Cohen joined the Trump Organization in 2007 as executive vice president and special counsel to Trump, putting him "directly under Mr. Trump" in the corporate hierarchy, Cohen said.
"I reported and only handled work for Mr. Trump and so I was his special counsel. Whatever issues he had, whatever created ire for him, he would bring it to me to resolve," Cohen said.
"So the only person who asked you to perform work was Donald J. Trump?" state attorney Colleen Faherty asked.
"Correct," Cohen responded.
Cohen affirmed his involvement in preparing Trump's statements of financial condition and told the judge those documents were "shared with third parties," including insurance brokers.
Cohen recounts his criminal history
Michael Cohen, hunched slightly on the witness stand, began his testimony by outlining the federal charges to which he pleaded guilty and served prison time -- including tax evasion and lying to Congress -- as Trump leaned back in his chair with his arms folded across his chest.

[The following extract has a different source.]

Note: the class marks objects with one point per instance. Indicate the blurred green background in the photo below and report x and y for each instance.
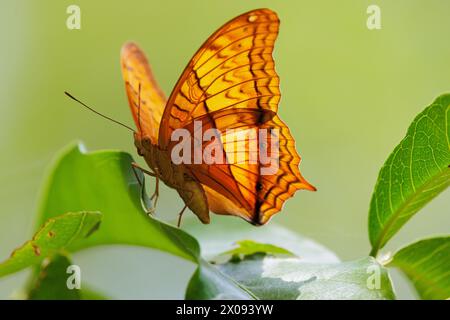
(349, 95)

Once Trump's self-described bulldog, Cohen has not shared a room with Trump in five years, he said prior to his testimony.
As he recounted his criminal history, Cohen invoked the names of Stormy Daniels and Karen MacDougal, two women who in 2016 were paid to keep quiet about long-denied affairs with Trump. Defense attorney Chris Kise moved to strike the answer but the judge overruled the objection.
Colleen Faherty, an attorney with the state attorney general's office, asked Cohen if his crimes occurred while he was employed by Trump, to which Cohen responded "Yes" and affirmed his employer was "Donald J. Trump."
Trump's business drew little scrutiny from bank, defense says
Deutsche Bank was a serious company in business with Donald Trump to make money, defense attorney Jesus Suarez said during his cross examination of former Deutsche Bank executive Nicholas Haigh.
At the height of its relationship with the Trump Organization the company loaned Trump over $378 million, and failed to commission independent appraisals of Trump's properties, Haigh acknowledged. While the bank listed lower estimates for the value of Trump's assets year after year, it continued to do business with Trump and his company.
"We ... the bank hadn't done all the due diligence one would do in the sense of the opinion of value you see in an appraisal," Haigh said, at one point agreeing with the defense's characterization that the bank's internal value services group conducted "sanity checks'' on the numbers.
The direct examination of Haigh by state attorney Kevin Wallace also left a central question about Deutsche Bank's activity unanswered.
In a letter to the court and in previous arguments, lawyers for the attorney general suggested that Haigh might have turned away Trump's business if he had known that Trump's assets were inflated in value.
"As this Court noted during summary judgment arguments, Mr. Haigh testified during OAG's investigation that he may not have authorized lending to the borrower if he had at that time been aware of the inflated asset values contained in Mr. Trump's SFCs [statements of financial condition]," a lawyer for the attorney general wrote to the court in a letter last week.
Wallace never directly posed the hypothetical to Haigh during his direct examination, leaving the question unresolved.
Court subsequently adjourned for the day, with Suarez telling the court he plans to continue his cross examination of Haigh through Thursday afternoon.